Conditional Probability and Independence nonsense in a problem The statement:
Suppose that a patient tests positive for a disease affecting $1$% of the population. For a patient who has the disease, there is a $95$% chance of testing positive, and for a patient who doesn't has the disease, there is a $95$% chance of testing negative. The patient gets a second, independent, test done, and again tests positive. Find the probability that the patient has the disease.
The problem:
I can solve this problem, but I'm unable to understand what is wrong with the following:
Let $T_i$ be the event that the patient tests positive in the $i$-th test, and let $D$ be the event that the patient has the disease. 
The problem says that $P(T_1, T_2) = P(T_1)P(T_2)$, because the tests are independent.
By law of total probability we know that: 
$$P(T_1, T_2) = P(T_1, T_2\,|\,D)P(D) + T(T_1, T_2\,|\,D^c)P(D^c)$$
Replacing, and assuming conditional independence given $D$, we have:
$$P(T_1, T_2) = 0.95^2*0.01 + 0.05^2*0.99 = 0.0115$$
This is the correct result, but now let's consider that:
$$P(T_1, T_2) = P(T_1)P(T_2)$$
We know that $T_1 = T_i$ for all $i$ because of symmetry, so we have $P(T_1, T_2) = P(T_1)^2$. Again, by law of total probability:
$$P(T_1) = P(T_1\,|\,D)P(D) + P(T_1|D^c)P(D^c)$$
$$P(T_1) = 0.95*0.01 + 0.05*0.99 \approx 0.059$$
So we have:
$$P(T_1, T_2) = P(T_1)^2 \approx 0.059^2 \approx 0.003481$$
The second approach is wrong, but it seems legitimate to me, and I'm unable to find what's wrong.
Thank's for your help, you make self studying easier.
 A: It is not the case that $T_1$ and $T_2$ are independent. They are assumed conditionally independent given $D$ and conditionally independent given $D^c$ but this does not imply (and in fact usually prohibits) that they are unconditionally independent.
Intuitively if $T_1$ is positive, it is more likely they have the disease which makes it more likely for $T_2$ to be positive. So they are not independent.
A: 
The patient gets a second, independent, test done ... 

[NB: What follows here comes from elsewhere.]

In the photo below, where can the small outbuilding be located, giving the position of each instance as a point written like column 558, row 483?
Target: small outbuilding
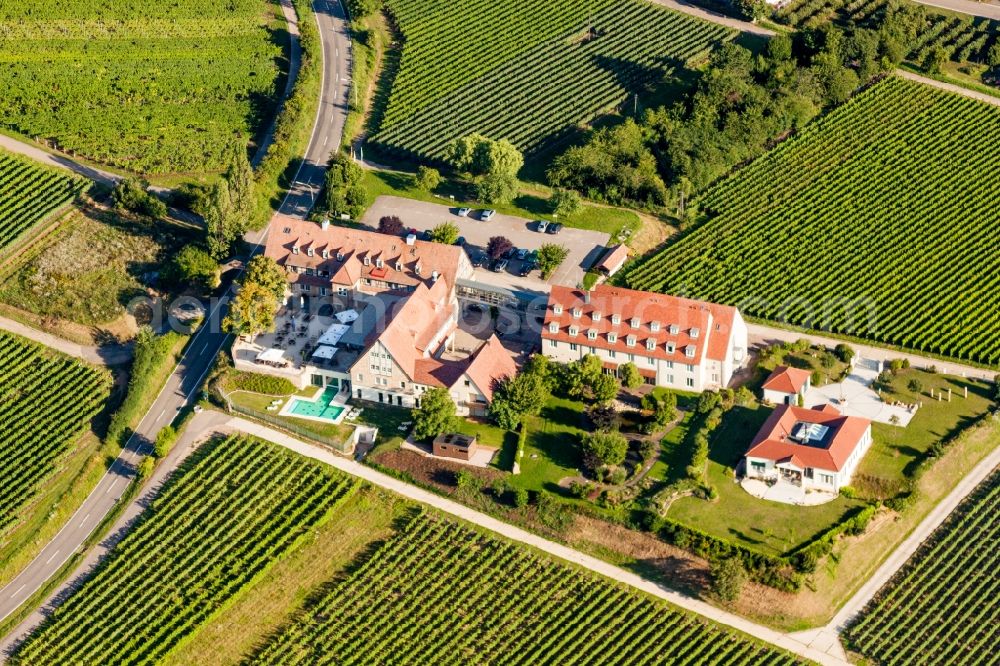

The word "independent" as used in the question does not refer to statistical independence. It refers to the second test being done without any direct causal influence from the first test. The lack of a causal relationship between the two tests does not imply the lack of a correlation between them (in fact, the results of the two tests are quite positively correlated with each other). 
Incidentally, the $^{\text{(fallacious)}}$ idea that correlation implies causation is equivalent (by contrapositive) to the $^{\text{(also fallacious)}}$idea that a lack of causation implies a lack of correlation. 
Perhaps the folks over at the English Language & Usage Stack Exchange can clarify the non-mathematical use of the word "independent" better than I can. 

We know that for any two events, regardless of independence, the following is true:
$$P(T_1 \cap T_2) = P(T_1) P(T_2 \,|\, T_1)$$
Suppose, for contradiction, that $T_1$ and $T_2$ are statistically independent. By definition,  $$P(T_1 \cap T_2) = P(T_1)P(T_2) $$
In order for the first and second equations above to both be satisfied, it must be the case that $$P(T_2\,|\,T_1)=P(T_2)$$
This is a contradiction. If the first test is positive, the second test clearly must be more likely to also be positive. Therefore, $$P(T_2 \,|\, T_1) \neq P(T_2) \,\,\implies \,\,P(T_1 \cap T_2) \neq P(T_1)P(T_2) \,\, \implies \,\, T_1 \text{ and } T_2 \text{ are not independent }$$

The original problem, which asks for the value of $P(D\,|\,T_1, T_2)$, can be solved using Bayes' theorem, and no assumption about the statistical independence between $T_1$ and $T_2$ is necessary.